Craniectomy contributed to increased cerebral extravasation of endogenous albumin in a preclinical stroke model independent of dural tearing. A, Mice were subjected to craniectomy above the right motor cortex and perfused to remove circulating albumin from the blood 3 or 24 h later, and extravasation of albumin into the left (contralateral) and right (ipsilateral) hemispheres was assessed by Western blotting. B, Summarized result for A. C, Mice were subjected to focal cerebral ischemia induced by dMCAO to or craniectomy above the right motor cortex and perfused to remove circulating albumin from the blood 24 h later, and extravasation of albumin into the left (contralateral, nonischemic) and right (ipsilateral, ischemic) hemispheres was assessed by Western blotting. D, Summarized data for C. E, To determine the effect of dural tearing, rats were injected with Evans blue dye to facilitate identification of the dura mater during craniectomy and were perfused to remove circulating albumin from the blood 24 h later; and extravasation of albumin into the left (contralateral, nonischemic) and right (ipsilateral, ischemic) hemispheres was evaluated by Western blotting. F, Summarized data for E. In B, D, and F, albumin extravasation was compared by two-way repeated-measures ANOVA (matching brain regions from the same mouse) followed by Holm–Sidak multiple-comparisons test. *p < 0.05, **p < 0.01, ***p < 0.001. n.s., No significant difference.

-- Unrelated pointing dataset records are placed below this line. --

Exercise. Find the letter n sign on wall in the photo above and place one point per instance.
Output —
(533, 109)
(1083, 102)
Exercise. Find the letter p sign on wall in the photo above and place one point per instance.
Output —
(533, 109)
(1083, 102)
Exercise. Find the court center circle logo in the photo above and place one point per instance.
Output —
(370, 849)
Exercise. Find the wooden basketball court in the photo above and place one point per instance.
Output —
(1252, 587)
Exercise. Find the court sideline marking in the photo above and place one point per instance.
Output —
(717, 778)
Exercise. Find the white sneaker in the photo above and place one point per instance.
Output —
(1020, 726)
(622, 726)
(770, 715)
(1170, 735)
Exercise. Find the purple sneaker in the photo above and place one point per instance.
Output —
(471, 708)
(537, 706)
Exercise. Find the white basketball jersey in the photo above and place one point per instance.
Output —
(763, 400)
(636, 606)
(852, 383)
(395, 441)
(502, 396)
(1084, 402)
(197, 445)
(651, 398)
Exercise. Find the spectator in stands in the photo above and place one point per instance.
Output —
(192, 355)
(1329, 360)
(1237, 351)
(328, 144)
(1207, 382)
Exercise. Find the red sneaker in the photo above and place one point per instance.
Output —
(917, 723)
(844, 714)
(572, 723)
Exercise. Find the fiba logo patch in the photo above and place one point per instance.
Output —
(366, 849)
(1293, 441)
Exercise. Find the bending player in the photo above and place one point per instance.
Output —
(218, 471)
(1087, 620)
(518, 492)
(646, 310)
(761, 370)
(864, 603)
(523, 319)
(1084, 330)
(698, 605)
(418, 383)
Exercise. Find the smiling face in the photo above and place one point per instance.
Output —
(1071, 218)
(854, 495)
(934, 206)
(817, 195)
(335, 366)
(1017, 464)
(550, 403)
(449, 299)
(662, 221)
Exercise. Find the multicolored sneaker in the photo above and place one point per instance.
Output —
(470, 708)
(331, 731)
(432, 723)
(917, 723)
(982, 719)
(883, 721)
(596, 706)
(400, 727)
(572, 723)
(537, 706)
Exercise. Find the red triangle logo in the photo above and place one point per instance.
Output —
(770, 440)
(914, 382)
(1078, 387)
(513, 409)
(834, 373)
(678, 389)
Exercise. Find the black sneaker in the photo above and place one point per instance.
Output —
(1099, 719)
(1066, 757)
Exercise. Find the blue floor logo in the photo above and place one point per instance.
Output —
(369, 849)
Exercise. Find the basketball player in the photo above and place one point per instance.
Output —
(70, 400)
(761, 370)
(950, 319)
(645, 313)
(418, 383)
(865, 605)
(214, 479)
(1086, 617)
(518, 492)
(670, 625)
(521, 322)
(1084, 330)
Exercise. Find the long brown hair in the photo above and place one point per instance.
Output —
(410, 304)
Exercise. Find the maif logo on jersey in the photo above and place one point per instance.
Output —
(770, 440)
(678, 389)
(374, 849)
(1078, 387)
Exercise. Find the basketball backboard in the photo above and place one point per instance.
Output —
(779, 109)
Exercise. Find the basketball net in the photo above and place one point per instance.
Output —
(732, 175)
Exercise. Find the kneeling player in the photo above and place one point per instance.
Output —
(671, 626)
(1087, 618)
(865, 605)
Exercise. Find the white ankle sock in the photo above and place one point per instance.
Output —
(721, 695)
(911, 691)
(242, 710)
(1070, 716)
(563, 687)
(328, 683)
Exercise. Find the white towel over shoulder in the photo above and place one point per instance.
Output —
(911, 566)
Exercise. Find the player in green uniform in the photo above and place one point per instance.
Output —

BBB disruption caused by craniectomy was region specific. A–F, Mice were subjected to craniectomy above the right motor cortex and perfused to remove circulating albumin from the blood 24 h later, and extravasation of albumin into the left (contralateral) and right (ipsilateral) prefrontal cortex (A, B), motor cortex (C, D), and striatum (E, F) was assessed by Western blotting. B, Summarized result for A. D, Summarized result for C. F, Summarized result for E. In B, D, and F, albumin extravasation was compared by two-way repeated-measures ANOVA (matching brain regions from the same mouse) followed by Holm–Sidak multiple-comparisons test. ***p < 0.001. n.s., no significant difference.